Typically, investors seek relative safety in Treasuries when they fear economic or geopolitical trouble that could knock riskier markets for a loop.
William Dudley, head of the Federal Reserve’s New York bank, acknowledged Friday that the economy in recent months was “somewhat softer than anticipated.” But that weakness will “probably prove temporary,” he said at a news briefing.
The bond market doesn’t yet see it that way. But the problem with using the Treasury market as an economic barometer is that yields are being skewed by the Fed’s purchases of government bonds. The central bank committed in November to buying $600 billion in Treasuries as a way to pump more money into the financial system and hold down longer-term interest rates.
That program will wrap up June 30. In the meantime, the Fed’s purchases this quarter will more than exceed net new bonds issued by the Treasury, brokerage UBS estimates.
That implies that it doesn’t take much additional demand from private investors to pull yields lower. In other words, the steep drop in yields over the last month may not be signaling a true rush for safety stemming from fear of a serious economic slowdown.

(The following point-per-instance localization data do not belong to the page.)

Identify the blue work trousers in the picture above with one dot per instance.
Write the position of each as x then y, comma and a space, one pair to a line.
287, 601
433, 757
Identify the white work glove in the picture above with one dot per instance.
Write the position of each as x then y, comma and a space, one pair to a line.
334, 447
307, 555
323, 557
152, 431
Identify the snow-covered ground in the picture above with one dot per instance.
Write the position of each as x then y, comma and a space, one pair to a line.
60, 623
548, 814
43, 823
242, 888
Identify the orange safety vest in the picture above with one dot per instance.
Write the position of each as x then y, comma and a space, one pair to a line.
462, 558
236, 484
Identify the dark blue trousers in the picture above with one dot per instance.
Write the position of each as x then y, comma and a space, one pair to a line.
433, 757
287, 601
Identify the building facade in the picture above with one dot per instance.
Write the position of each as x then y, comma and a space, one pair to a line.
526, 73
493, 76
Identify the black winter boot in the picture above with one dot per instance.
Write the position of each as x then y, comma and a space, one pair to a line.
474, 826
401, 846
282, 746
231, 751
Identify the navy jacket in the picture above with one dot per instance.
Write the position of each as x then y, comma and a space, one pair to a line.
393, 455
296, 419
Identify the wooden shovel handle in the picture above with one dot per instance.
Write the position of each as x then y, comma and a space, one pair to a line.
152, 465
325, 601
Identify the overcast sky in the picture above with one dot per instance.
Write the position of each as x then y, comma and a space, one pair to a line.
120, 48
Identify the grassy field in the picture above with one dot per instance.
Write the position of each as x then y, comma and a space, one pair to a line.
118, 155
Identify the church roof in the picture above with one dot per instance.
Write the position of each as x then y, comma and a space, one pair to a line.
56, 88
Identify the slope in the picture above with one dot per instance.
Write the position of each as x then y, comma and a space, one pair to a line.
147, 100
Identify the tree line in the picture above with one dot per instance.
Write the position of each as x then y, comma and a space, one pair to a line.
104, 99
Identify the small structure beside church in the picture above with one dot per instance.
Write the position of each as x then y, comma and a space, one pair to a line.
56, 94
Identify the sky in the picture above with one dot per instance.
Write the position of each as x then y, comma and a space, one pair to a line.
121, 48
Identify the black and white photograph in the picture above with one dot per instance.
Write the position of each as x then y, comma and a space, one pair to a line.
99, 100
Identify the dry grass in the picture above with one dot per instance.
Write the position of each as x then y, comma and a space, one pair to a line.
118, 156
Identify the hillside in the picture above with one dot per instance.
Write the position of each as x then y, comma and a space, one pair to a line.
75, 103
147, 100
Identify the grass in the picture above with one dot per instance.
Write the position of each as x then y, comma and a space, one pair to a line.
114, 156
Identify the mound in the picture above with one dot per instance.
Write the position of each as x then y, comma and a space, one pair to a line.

So far, the stock market isn’t giving up on the recovery. The average New York Stock Exchange stock is off just 2.8% from the market’s 33-month high reached a week ago.
Even so, as with commodity prices the trend in bond yields from here will be critical in shaping expectations for the economy. If raw materials keep sliding and Treasury yields fall further, the stock market will have to wonder what those markets know that it doesn’t.